A FADING COALITION? – AT 8:55 A.M. ET: It will have to be proved out during the campaign, but there is much talk about the fracturing of the Obama coalition. The Dems are starting to fight among themselves. They apparently didn't build this ship with enough lifeboats. From The Hill:
Fissures have opened over everything from tax policy and former President Bill Clinton’s off-message comments to recriminations following the party’s fiasco in the Wisconsin recall, which some say should have been avoided.
Democrats disagree over the wisdom of Obama’s attacks on Republican Mitt Romney’s private equity background at Bain Capital and are split over the proposed construction of the Keystone XL pipeline from Canada’s vast oil sands.
The divides are opening just as Republicans appear more unified, which underlines the danger for Democrats and highlights an abrupt reversal in the two major parties’ fortunes.
Just a few months ago, Republicans were absorbed in a bitter primary battle, and mutual attacks among GOP hopefuls filled the airwaves.
But last week’s news that Romney and the Republicans had outperformed Obama and the Democrats in May fundraising suggested the party of the right was coalescing, as did news of weekly strategy calls between Romney’s campaign and GOP leadership.
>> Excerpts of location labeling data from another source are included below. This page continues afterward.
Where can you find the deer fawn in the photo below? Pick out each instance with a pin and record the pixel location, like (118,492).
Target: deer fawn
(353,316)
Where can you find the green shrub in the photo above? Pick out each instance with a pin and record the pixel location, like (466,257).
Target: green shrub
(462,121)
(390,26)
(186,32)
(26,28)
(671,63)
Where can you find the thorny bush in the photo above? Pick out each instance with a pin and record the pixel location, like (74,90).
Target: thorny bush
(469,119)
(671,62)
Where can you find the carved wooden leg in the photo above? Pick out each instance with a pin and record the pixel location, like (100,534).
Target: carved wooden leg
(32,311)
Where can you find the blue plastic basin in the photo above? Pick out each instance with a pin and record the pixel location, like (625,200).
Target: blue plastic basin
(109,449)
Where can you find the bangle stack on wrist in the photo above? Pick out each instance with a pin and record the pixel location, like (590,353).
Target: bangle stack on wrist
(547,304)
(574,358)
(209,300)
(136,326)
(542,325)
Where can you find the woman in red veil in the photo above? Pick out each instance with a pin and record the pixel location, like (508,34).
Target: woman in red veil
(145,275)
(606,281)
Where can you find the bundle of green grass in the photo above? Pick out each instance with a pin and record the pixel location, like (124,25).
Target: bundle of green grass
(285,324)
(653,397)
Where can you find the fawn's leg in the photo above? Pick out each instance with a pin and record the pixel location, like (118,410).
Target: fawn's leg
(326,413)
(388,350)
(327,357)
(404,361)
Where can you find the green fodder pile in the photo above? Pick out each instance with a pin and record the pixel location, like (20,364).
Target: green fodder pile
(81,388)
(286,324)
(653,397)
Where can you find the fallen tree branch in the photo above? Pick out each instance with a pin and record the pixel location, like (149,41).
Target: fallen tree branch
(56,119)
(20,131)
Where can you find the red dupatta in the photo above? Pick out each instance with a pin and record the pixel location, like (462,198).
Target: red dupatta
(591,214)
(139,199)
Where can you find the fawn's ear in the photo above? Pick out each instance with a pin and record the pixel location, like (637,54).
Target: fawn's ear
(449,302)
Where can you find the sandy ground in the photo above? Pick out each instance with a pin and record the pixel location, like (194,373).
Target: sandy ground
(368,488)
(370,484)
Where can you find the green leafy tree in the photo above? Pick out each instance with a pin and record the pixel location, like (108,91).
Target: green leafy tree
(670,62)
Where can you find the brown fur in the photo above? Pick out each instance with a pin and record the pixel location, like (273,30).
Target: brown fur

Wisconsin, where GOP Gov. Scott Walker trounced a recall effort last week, exposed tensions between Washington Democrats, including the president, and the labor movement.
Many in Washington thought the recall was a bad idea from the start, something reflected in Obama’s reluctance to get involved at any level beyond his Twitter feed.
The lack of effort added to disillusionment among union activists already unhappy with the low priority the White House had accorded to issues such as “card check” that they hold dear.
After the result, liberals formed a circular firing squad.
COMMENT: I'd add something else to this – a kind of undercurrent of buzz hinting that a growing number of people in the Democratic Party don't like the president personally, finding him cold and arrogant. Personal relationships mean as much at the presidential level as anywhere else. The president, almost like Nixon, seems to have few real friends and very little interest in actual people. He seems to live, at times, in an abstract world.
But the Dems are pros at running campaigns. They may iron out these problems. We have to run as if we're running against the best campaign in history. That's the only way to do it in politics.